Irish power waning on Capitol Hill as Hillary Clinton calls emergency meeting
Republicans in House seek to block Irish agenda and funds
Secretary of State Hillary Clinton has become deeply frustrated with the hold-up in Irish funds for the International Fund for Ireland (IFI) in the Republican controlled US House of Representatives amid clear indications that Ireland is being targeted by some Republicans on the right.
Clinton convened an unprecedented meeting between top State Department officials and the Irish Embassy and personnel from the Northern Ireland office in Washington last week after complaints were made about the holdup in IFI funding over St. Patrick's Day.

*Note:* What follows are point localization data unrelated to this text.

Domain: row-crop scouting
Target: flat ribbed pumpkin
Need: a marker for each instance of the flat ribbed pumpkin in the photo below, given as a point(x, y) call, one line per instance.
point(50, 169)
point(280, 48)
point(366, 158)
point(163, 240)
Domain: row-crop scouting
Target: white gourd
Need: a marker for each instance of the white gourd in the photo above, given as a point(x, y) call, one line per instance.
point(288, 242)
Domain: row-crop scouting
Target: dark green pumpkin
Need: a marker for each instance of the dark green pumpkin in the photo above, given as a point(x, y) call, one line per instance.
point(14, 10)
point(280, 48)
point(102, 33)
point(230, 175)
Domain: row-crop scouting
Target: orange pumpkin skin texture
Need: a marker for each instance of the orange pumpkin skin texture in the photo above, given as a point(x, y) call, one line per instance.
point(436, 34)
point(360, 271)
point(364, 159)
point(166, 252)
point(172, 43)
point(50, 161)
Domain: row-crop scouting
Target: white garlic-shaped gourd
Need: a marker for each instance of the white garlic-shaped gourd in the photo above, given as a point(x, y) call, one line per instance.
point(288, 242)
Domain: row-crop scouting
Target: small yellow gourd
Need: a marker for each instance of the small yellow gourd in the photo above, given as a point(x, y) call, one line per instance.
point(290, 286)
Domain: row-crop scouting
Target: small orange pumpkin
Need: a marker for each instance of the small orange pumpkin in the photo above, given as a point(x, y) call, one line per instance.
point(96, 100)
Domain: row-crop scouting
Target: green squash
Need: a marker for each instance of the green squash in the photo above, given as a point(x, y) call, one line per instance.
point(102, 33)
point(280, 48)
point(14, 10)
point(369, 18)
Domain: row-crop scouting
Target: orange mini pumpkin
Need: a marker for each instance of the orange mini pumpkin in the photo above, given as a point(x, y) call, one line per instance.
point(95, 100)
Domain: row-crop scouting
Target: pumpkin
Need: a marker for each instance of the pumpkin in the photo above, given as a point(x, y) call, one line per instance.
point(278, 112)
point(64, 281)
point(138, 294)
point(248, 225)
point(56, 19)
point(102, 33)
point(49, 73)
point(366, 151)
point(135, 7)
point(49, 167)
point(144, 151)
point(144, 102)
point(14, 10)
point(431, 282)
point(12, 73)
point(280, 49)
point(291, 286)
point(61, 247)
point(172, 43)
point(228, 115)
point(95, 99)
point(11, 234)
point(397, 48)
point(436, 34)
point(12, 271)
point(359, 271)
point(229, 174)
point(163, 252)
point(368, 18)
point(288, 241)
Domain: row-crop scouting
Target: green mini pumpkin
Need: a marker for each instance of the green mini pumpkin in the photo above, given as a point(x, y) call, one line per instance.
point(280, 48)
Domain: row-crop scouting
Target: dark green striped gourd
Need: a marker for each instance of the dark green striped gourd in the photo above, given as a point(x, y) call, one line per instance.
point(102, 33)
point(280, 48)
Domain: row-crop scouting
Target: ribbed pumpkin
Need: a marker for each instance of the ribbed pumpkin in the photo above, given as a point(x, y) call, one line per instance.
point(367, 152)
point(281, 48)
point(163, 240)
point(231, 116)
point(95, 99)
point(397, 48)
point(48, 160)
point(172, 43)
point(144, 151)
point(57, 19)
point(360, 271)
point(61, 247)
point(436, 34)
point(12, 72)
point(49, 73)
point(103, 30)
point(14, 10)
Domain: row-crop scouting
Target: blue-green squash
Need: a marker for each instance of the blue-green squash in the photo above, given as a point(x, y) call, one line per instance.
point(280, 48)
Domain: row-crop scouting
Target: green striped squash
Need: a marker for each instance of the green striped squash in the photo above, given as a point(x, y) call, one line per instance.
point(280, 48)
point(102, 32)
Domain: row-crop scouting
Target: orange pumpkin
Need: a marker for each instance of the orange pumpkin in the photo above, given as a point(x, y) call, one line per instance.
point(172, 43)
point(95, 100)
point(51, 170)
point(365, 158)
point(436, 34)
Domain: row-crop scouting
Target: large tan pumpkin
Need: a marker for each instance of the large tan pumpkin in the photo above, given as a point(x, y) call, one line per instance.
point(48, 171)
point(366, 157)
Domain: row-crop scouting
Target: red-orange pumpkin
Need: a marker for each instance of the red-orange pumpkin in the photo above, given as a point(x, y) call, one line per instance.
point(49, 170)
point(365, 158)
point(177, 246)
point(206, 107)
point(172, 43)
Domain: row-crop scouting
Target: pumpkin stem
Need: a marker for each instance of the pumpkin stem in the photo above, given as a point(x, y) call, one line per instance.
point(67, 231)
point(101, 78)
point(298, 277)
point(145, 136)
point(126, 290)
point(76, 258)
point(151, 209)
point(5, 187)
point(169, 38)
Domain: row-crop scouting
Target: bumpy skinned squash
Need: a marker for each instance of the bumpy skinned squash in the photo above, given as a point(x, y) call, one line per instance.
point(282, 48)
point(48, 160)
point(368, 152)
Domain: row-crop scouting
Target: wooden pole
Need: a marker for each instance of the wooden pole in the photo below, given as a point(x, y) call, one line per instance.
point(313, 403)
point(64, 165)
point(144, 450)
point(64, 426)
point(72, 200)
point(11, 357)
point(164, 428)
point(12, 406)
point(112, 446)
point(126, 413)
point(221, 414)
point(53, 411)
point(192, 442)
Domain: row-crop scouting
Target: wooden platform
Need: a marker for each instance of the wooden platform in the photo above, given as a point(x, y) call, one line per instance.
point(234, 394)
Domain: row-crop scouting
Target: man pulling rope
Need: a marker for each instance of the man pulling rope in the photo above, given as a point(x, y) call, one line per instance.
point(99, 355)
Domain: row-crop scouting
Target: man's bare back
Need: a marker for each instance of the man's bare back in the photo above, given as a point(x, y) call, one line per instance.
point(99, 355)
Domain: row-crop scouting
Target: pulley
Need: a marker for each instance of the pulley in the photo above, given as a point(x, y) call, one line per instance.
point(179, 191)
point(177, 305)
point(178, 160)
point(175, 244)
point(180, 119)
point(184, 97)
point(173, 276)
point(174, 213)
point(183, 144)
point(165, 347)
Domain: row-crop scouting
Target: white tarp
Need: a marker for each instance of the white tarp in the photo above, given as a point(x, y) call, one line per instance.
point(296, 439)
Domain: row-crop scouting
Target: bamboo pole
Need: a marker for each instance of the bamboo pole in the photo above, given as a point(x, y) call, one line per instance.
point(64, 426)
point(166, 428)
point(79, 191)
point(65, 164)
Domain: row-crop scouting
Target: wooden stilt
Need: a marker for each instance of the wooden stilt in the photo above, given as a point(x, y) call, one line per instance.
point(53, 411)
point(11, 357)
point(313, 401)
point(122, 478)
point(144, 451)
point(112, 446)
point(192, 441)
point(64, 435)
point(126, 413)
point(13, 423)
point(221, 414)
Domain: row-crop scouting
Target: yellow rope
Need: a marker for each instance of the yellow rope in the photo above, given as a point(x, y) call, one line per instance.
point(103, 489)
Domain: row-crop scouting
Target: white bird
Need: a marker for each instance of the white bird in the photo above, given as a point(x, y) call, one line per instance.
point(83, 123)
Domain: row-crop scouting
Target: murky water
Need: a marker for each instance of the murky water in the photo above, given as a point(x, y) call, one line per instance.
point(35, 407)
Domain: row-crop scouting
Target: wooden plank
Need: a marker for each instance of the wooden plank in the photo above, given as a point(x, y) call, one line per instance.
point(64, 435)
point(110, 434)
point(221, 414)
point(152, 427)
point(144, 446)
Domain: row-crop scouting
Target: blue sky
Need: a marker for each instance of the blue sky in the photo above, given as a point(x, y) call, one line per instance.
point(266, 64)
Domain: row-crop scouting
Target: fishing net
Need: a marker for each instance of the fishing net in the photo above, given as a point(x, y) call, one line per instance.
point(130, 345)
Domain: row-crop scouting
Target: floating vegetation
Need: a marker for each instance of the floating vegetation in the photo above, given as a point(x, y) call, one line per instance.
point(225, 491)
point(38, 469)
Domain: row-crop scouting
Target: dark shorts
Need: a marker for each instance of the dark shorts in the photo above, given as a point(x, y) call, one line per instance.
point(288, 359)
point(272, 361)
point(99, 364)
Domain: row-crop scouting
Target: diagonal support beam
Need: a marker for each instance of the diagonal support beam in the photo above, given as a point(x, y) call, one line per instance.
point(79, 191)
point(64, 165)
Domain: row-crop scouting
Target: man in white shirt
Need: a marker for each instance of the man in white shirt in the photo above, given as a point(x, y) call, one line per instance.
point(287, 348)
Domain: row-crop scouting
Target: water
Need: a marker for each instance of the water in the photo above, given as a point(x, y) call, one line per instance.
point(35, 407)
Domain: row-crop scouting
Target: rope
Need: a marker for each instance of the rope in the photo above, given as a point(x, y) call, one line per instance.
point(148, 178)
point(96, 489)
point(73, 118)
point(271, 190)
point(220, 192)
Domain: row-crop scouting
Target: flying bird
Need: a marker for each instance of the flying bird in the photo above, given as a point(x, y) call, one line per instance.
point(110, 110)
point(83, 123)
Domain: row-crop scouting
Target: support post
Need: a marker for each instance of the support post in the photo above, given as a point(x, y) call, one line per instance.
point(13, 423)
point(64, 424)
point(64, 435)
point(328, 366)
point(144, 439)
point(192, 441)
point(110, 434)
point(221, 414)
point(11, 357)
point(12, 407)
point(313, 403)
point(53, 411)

$15 million in funding for peace projects in Northern Ireland is being held up. TheIrish E3 immigration visa bill is also in limbo as Republicans continue to oppose it.
The atmosphere at the State Department / Government meeting was described as one of "deep frustration" as both sides battle with the reality of the post Ted Kennedy /Chris Dodd era when most Irish projects on Capitol Hill such as the IFI were usually passed through easily.
What has emerged from those meetings is a worrying sign that Ireland no longer carries the same clout in Washington in the post Kennedy/Dodd era and that Republican right wingers are seizing on the Irish funding issue to hold up State Department initiatives.
Some leading Irish and American figures in Washington are privately urging the Irish Government to step into the modern era and hire full time lobbyists on Capitol Hill like most other governments do to further their agenda.
"Some Republicans are using Ireland as the poster child for no overseas aid," said a leading Irish figure on Capitol Hill. "The Irish agenda is being targeted."
They say that diplomats alone are no longer able to carry the fight in the absence of a Kennedy or a Dodd on Irish issues. There are worrying signs of an Irish backlash.
Even the attack by Congresswoman Ileana Ros-Lehtinen, the powerful head of the House Foreign Relations Committee on the proposed Che Guevara statue in Galway where she has called on Taoiseach Enda Kenny to stop, has fueled fears that Ireland is being singled out.
The recent visit of former speaker Nancy Pelosi and a congressional delegation to Dublin has cemented links between Ireland and the Democrats but it is still a long shot that Democrats can regain control of the house in November's election.
Ros-Lehinten and Congressman Jason Chaffetz(R-Utah) are seen as the two main protagonists blocking the International Fund money.